Assessment of Severe Extremity Wound Bioburden at the Time of Definitive Wound Closure or Coverage: Correlation with Subsequent Post-Closure Deep Wound Infection.


Principal Investigator: Dr. Michael Bosse

The primary objective of this study is to characterize the contemporary extremity wound “bioburden” at the time of definitive wound coverage or closure of severe extremity wounds employing new polymerase chain reaction PCR technology. We will also determine the relationship of subsequent infections to the initial bioburden screen as defined by both PCR technology and standard microbiology techniques.

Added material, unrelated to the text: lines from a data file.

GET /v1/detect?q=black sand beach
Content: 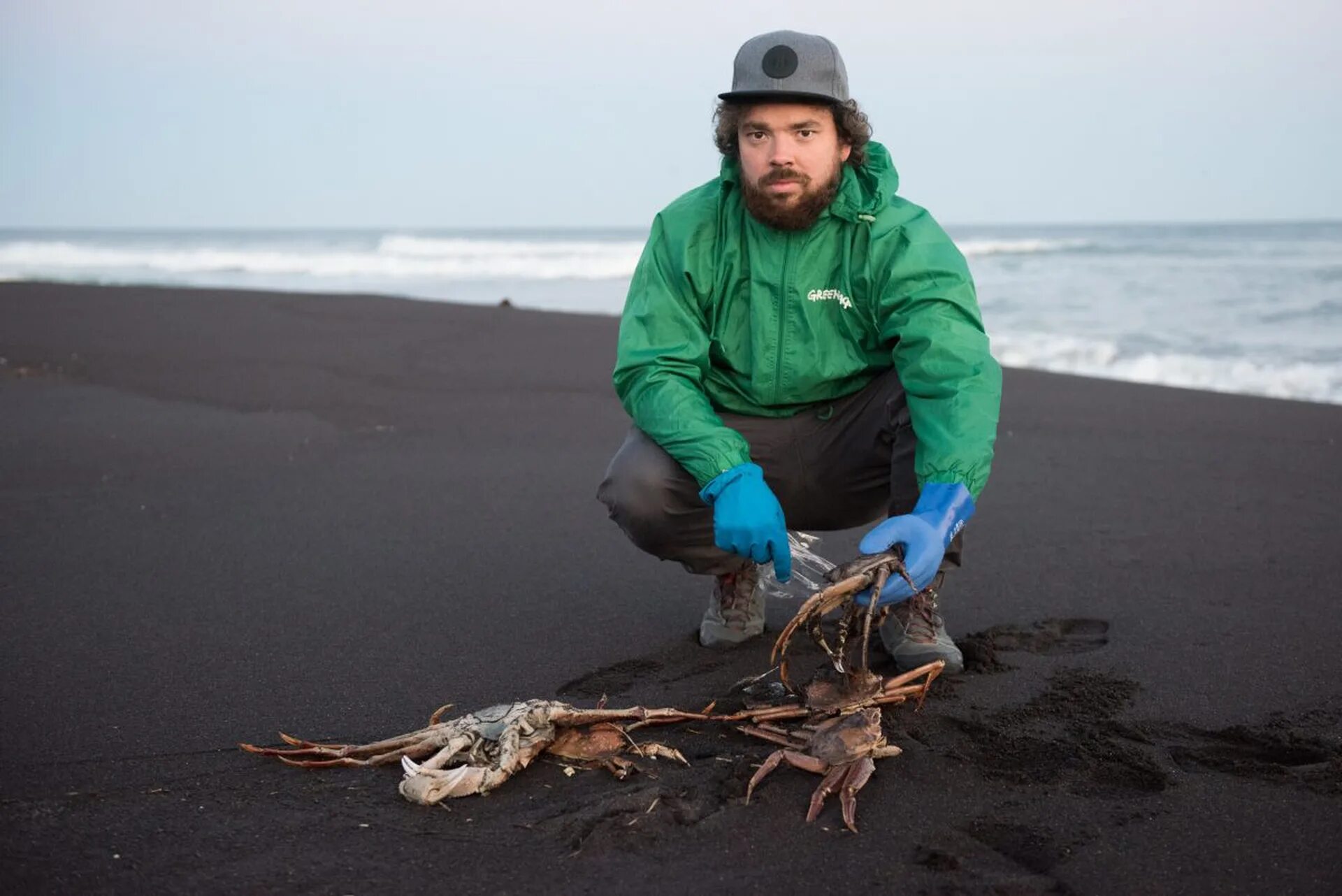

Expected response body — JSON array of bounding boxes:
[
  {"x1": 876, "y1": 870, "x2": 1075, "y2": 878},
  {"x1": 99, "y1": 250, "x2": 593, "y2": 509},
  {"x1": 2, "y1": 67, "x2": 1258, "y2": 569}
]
[{"x1": 0, "y1": 283, "x2": 1342, "y2": 895}]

Infection remains the most common and significant complication following severe fractures, with rates ranging from 25% – 40%. In contrast to significant advances made in extremity trauma care, the strategies that address the prevention of deep infection following severe open fracture wounds have remained constant for the past 20 years. Over the next decade, the treatment of the severe wound is expected to dramatically change. Local wound anti-microbial therapies employing biodegradable micro or nanospheres, ceramics or chitosan sponges will likely replace systemic therapy. These local antibiotic treatments might be potentiated by combining them with biofilm disbursing agents. However, the evolution of therapy to the local level requires a better understanding of the bioburden profile at the time of wound closure or coverage, and the impact, if any, of systemic and local antibiotics on the prevention of later infection.

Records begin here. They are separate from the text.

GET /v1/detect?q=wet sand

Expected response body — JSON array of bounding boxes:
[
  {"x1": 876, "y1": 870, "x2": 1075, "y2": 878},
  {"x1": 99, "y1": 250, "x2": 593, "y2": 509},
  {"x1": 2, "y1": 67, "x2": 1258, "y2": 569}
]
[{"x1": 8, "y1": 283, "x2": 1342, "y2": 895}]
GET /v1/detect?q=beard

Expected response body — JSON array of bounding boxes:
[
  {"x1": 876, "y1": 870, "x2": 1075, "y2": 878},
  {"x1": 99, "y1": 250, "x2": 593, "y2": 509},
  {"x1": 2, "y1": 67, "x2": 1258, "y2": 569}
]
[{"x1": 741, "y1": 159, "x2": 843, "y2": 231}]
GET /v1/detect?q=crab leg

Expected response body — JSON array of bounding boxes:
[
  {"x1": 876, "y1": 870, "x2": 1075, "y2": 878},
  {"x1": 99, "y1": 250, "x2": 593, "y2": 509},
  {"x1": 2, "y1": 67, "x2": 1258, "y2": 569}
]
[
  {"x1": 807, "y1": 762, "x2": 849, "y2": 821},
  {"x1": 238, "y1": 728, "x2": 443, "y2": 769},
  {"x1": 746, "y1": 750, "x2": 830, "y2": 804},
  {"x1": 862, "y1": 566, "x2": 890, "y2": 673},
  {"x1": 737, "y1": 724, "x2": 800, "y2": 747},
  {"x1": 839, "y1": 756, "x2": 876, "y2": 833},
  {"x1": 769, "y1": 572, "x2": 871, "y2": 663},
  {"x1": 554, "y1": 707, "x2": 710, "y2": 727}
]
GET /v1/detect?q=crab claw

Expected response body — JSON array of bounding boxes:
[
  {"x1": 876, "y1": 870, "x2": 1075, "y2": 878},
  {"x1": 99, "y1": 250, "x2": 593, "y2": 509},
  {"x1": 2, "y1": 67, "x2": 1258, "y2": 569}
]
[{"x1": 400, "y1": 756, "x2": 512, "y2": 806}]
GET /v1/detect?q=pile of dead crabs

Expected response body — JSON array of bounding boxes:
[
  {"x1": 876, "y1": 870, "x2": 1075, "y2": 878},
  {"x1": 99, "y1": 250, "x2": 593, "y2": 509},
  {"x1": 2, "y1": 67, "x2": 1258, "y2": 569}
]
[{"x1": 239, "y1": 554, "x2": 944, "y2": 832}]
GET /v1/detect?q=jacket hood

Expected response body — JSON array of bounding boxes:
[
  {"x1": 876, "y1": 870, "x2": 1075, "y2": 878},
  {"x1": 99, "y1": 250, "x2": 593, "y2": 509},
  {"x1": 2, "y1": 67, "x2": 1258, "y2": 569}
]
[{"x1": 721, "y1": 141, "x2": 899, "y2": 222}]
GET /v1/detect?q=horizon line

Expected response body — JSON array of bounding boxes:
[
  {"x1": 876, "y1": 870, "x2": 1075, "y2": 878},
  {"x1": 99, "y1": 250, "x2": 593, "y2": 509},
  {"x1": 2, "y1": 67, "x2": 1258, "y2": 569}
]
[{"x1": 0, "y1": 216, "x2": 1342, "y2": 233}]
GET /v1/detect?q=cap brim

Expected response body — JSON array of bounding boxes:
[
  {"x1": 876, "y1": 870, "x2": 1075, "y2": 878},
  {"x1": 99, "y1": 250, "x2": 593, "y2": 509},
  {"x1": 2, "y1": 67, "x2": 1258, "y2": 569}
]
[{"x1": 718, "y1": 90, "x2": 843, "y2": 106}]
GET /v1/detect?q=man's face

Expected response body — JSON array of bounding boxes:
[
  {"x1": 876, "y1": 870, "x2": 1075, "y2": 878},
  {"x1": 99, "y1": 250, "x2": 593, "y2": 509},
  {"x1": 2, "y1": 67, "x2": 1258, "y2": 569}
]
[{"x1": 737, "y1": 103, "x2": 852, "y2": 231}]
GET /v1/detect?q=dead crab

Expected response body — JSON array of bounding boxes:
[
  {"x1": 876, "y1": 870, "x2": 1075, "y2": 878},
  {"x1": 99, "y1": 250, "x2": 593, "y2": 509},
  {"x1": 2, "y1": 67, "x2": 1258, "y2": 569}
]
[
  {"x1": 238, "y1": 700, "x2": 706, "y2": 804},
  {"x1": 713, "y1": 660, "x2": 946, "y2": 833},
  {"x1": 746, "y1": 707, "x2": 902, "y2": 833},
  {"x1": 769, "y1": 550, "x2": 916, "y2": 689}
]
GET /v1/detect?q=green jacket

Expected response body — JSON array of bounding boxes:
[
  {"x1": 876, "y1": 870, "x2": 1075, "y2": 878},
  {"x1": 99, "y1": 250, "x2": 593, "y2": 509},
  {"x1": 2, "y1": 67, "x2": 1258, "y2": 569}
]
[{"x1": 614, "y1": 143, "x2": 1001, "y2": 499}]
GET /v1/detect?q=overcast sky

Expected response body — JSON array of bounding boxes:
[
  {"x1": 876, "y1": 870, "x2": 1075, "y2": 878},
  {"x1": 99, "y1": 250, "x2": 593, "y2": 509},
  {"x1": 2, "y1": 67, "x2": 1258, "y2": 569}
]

At the present time, standard microbiology techniques are considered unreliable by most surgeons and, therefore, do not influence patient care decisions. Rather, antibiotics are selected to prevent infection without actually knowing the pathogen profile of the individual patient’s wound. If a deep infection develops, deep cultures are obtained and systemic therapy is provided based on the pathogen’s sensitivity profile. The addition of polymerase chain reaction (PCR) techniques to the wound bioburden analysis could enhance our ability to define the wound bioburden and the relationship of subsequent infections to the initial bioburden screen. The IBIS T5000 is a new generation rapid sequencing PCR technology ideally suited to the identification of wound bioburden.


The BIOBURDEN study will use this new generation of PCR technology to characterize the contemporary extremity wound “bioburden” at the time of definitive wound coverage or closure. We will prospectively collect wound samples from 600 lower extremity injuries at the time of wound closure, and analyze these samples for wound bacterial bioburden using the Ibis T5000 Biosensor System PCR technology. In addition, standard microbiology laboratory data and antibiotic use data will be collected at this time. These patients will then be followed for up to one year to collect tissue samples at the time of follow up surgical procedures and ascertain the onset of surgical site infections. These data will be used to assess the roles of baseline wound flora and antibiotic regimens on the later selection and antibiotic resistance profiles of the pathogens in the infected wounds.


This study is partially funded by the DOD OETRP METRC Consortium Award (W81XWH-09-2-0108).